Trehalose metabolism genes and metabolites during heat-shock response. (a) Expression levels of trehalose metabolism genes calculated from RNA-seq at different time-points after heat shock. WT and mip6Δ samples are depicted in lighter and darker colors, respectively. Each bar represents the mean of four biological replicates with the s.e.m. shown as error bars. All values were normalized to the value of the WT at 30 °C. Lower panel shows a scheme of trehalose metabolism in budding yeast where genes that codify for trehalose metabolism enzymes are represented in blue and metabolites in black. (b) Trehalose metabolite levels in WT and mip6Δ cells at different time points of the heat-shock.

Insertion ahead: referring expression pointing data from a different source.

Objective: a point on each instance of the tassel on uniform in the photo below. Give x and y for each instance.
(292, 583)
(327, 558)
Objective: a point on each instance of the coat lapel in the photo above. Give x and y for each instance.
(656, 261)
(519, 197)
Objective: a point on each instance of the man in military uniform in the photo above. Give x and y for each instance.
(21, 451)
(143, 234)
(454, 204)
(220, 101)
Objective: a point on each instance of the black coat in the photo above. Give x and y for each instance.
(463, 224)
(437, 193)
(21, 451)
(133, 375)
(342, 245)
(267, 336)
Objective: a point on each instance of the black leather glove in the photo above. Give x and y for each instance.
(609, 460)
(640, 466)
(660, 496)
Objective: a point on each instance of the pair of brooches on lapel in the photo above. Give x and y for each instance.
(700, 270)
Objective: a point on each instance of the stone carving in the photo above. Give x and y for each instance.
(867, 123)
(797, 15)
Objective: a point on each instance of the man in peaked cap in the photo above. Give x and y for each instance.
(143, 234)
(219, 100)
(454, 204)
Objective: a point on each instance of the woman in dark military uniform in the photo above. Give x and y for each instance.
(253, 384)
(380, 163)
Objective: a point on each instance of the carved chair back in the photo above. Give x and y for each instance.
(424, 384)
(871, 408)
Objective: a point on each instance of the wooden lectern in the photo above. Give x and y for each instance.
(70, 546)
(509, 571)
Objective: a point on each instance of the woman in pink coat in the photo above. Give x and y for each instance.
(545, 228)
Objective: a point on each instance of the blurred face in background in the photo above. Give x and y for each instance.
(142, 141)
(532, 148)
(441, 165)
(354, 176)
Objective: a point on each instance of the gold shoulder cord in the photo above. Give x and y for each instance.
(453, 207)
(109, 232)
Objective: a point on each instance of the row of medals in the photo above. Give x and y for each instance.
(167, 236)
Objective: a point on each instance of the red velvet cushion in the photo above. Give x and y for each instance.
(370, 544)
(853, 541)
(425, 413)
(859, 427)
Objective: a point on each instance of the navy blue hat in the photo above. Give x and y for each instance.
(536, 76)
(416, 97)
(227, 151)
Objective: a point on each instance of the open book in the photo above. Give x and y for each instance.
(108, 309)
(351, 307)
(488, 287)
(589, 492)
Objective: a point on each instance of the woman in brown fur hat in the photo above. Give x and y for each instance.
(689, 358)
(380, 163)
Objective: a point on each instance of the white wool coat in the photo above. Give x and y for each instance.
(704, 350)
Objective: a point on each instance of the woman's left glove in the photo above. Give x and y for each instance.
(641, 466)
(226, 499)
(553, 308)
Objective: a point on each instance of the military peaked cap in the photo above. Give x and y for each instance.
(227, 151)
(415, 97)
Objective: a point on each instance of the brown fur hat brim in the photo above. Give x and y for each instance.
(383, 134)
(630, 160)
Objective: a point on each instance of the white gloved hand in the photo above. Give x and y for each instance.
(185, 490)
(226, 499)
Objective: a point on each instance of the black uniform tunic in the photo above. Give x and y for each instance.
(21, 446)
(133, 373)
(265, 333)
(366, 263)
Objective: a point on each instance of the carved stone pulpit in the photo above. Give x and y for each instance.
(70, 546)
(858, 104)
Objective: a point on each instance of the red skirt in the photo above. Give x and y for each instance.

Each bar represents the mean of four biological replicates except for mip6Δ 39 °C 20 minutes value, which is calculated from three replicates. Error bars represent the s.e.m. *Indicates one-tailed unpaired Student’s t-test p-value < 0.05. (c) Trehalose metabolite levels in WT and mip6Δpes4Δ cells under 30 °C and 39 °C 20 minutes conditions. Each bar represents the mean of three biological replicates with the s.e.m. shown as error bars. * indicates one-tailed unpaired Student’s t-test p-value < 0.05. (d) Correlation network of trehalose metabolism. Genes are showed in gray boxes and metabolites are represented using green ellipses. The color intensity and thickness of edges are proportional to the correlation values between nodes. Correlations lower than 0.5 are not showed. For network clarity, some direct associations were omitted if an intermediate node exists to infer such connection.